Повеселела, раздала долги, и продолжали они с Леонидом веселую жизнь. Что будет дальше, они не гадали, поскольку вроде бы все было решено, с другой стороны, наоборот, все сложно, тяжко, непонятно…
Палатка главной диспетчерской стояла при въезде на строительную площадку. Из поселка к ней вела разбитая бетонка, отсюда дороги лучами расходились к объектам.
Вахтовой «зилок» притормозил, Мария с Шурой спрыгнули и пошли к палатке. За деревянным барьерчиком сидел возле заваленного бумагами стола парень с бледным после бессонной ночи лицом, передавал какую-то сводку по телефону. На раскладушке в закутке спала одетая женщина, рядом с ее ложем пылали спирали электрообогревателя.
— Здравствуйте, — сказал парень приветливо. — Шура? С новым оператором наконец?
— Ну да, славу богу, — сказала Шура. — А то последние разы одна дежурила. Тяжело, а ночью страшно… Надя, вставай! — окликнула она спящую женщину. — Сейчас вахтовка вернется, опоздаешь. Петя, какие новости?
Поставила сумку в закутке, сняла пальто, посоветовала Марии:
— Раздевайтесь, тепло, а то на воле мерзнуть будете. Петя, механизмы все вышли?
— Где все! Понедельник… Самосвалов половины нет, бульдозер, тоже не отмечался пока. Кранов нет. Один в ремонте, другой с субботы гак сушит, крановщика нет… Но клялись, что выйдет все же.
Возле диспетчерской, просигналив, остановилась вахтовка, едущая обратно в поселок, сменные диспетчеры, одеваясь на ходу, выбежали из палатки. Шура села на место Петра, подвинула себе сводки.
— Мария, — сказала она, — сейчас наша дежурная вахта придет с Алферовым. Пока главный тут заниматься будет, вы до обеда по площадке помотайтесь, поглядите объекты, где какие работы ведутся. Слава вас повозит, объяснит, он парень толковый. Алферов у нас словно ясное солнышко. До обеда еще кое-как кантуется, а потом «дела налаживать» смывается. Каждый день налаживает, никак не наладит…
Но вахта приехала без главного. Шофер объяснил, что, подождав на обычном месте час, он решил ехать на площадку. Видимо, главный отправился «налаживать дела» с утра пораньше.

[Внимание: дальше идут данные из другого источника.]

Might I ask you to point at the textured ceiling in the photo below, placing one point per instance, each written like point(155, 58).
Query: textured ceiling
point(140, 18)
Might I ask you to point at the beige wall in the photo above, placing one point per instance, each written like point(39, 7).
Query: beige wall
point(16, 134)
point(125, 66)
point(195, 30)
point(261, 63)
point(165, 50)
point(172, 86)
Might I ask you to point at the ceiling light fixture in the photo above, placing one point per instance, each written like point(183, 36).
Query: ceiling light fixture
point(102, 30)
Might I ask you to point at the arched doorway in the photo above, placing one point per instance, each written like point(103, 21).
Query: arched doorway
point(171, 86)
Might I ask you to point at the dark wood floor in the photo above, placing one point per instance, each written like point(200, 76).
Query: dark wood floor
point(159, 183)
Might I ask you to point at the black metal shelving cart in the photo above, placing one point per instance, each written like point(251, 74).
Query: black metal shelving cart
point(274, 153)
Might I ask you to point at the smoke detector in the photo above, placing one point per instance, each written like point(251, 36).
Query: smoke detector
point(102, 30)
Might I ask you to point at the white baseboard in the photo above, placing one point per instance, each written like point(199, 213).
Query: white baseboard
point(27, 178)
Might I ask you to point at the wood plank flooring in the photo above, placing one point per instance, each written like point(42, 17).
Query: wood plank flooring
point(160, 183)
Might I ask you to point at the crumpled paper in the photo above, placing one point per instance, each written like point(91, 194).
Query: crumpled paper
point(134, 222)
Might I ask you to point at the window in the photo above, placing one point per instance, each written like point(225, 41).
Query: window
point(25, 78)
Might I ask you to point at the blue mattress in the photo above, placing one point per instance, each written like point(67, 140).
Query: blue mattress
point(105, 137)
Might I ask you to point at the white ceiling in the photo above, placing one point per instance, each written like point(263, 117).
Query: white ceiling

— Похмеляется после дня рождения, — определила Шура. — Черт с ним, дело законное, а вот куда половина самосвалов подевалась, кто бы мне сказал?
— Разве нельзя их контролировать? — спросила Мария, просто чтобы что-то спросить.
— А как проконтролируешь? Из гаража они вышли — я звонила. У нас не отмечались. Если бы на объектах учетчики стояли, отмечали, сколько ездок какой самосвал сделал…
— Разве совсем не отмечают, кто сколько бетона привез? На доверии работаем? — Марии уже стало интересно.